Geographically distributed file system with preferred locality

Shame about the Linux requirement. This is exactly what Windows DFS does. Since 2003 R2, it does it on a block-level basis, too.


Some questions:

  • How many "server" nodes are you thinking about having participate in this thing?

  • What's the WAN connectivity topology like-- hub and spoke, full mesh? How reliable is it?

  • Do you expect clients to failover to a geographically non-local server in the event the local server fails?

Windows DFS-R certainly would what you're looking for, albeit for some potentially hefty licensing costs.

You say that collisions aren't a problem and you don't need a distributed lock manager, so you could do this with userland tools like rsync or Unison and just export the resulting corpus of files with NFS to the local clients. It's ugly, and you'd have to handle knocking together some kind of system to handle generating a replication topology and actually running the userland tools, but it would certainly be cheap as licensing cost goes.


Have you considered AFS?

The Andrew File System (AFS) is a distributed networked file system which uses a set of trusted servers to present a homogeneous, location-transparent file name space to all the client workstations.

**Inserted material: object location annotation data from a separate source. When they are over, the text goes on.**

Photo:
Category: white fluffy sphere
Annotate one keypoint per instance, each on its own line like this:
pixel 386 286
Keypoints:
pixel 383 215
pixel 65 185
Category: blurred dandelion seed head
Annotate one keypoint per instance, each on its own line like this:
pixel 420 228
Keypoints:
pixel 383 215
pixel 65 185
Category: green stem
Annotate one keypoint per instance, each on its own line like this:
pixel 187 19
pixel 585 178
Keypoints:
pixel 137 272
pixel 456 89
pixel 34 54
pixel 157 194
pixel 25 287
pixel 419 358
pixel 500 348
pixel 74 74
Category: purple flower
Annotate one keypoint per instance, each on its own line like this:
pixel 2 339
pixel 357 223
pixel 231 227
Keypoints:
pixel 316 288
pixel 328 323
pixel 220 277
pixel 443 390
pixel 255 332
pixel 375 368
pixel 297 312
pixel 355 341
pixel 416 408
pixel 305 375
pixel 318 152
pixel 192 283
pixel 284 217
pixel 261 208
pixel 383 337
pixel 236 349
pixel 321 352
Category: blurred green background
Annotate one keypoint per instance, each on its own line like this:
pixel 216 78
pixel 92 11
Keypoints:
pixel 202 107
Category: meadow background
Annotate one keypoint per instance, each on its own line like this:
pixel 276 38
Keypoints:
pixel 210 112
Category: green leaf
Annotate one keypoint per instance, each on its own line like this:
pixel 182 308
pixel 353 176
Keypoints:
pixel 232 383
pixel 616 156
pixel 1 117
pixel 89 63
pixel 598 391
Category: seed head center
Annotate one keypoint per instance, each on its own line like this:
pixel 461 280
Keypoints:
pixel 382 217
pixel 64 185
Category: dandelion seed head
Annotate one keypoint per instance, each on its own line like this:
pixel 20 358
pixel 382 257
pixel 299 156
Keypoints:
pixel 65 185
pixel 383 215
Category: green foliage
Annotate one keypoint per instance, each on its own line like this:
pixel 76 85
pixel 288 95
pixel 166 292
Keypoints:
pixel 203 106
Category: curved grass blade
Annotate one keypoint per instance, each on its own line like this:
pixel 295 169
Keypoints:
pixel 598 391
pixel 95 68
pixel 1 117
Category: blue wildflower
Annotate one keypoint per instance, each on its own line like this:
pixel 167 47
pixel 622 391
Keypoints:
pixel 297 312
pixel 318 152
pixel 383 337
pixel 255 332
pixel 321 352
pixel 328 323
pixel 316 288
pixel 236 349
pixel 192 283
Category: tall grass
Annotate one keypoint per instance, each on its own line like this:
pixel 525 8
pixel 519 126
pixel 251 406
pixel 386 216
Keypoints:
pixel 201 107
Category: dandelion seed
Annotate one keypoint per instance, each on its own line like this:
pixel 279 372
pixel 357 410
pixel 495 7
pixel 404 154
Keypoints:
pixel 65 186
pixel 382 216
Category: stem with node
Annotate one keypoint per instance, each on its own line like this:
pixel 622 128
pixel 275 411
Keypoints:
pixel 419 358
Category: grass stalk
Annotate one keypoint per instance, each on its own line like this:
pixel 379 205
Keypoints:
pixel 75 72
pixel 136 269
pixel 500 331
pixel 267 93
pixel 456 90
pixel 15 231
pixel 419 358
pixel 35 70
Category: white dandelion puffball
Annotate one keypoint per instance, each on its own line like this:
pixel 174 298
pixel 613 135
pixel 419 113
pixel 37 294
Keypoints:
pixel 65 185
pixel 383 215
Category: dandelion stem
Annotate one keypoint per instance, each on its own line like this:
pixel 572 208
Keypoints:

As I understand it, most of the recent development has been behind the OpenAFS project.

I can't pretend to be familiar enough with the project to know if the "preferred locality" feature is available, but otherwise it sounds like a good fit.


Have you looked at OST pools in Lustre?

It won't be automatic but with OST pools you can assign directories/files to specific OST/OSSes - basically policy based storage allocation, rather than the default round-robin/striping across OSTs.

So you could setup a directory per site and assign that directory to the local OSTs for that site, which will direct all I/O to the local OSTs. It will still be a global namespace.

There's a lot of work going into improving Lustre over WAN connections (local caching servers and things like that) but it's all still under heavy development AFAIK.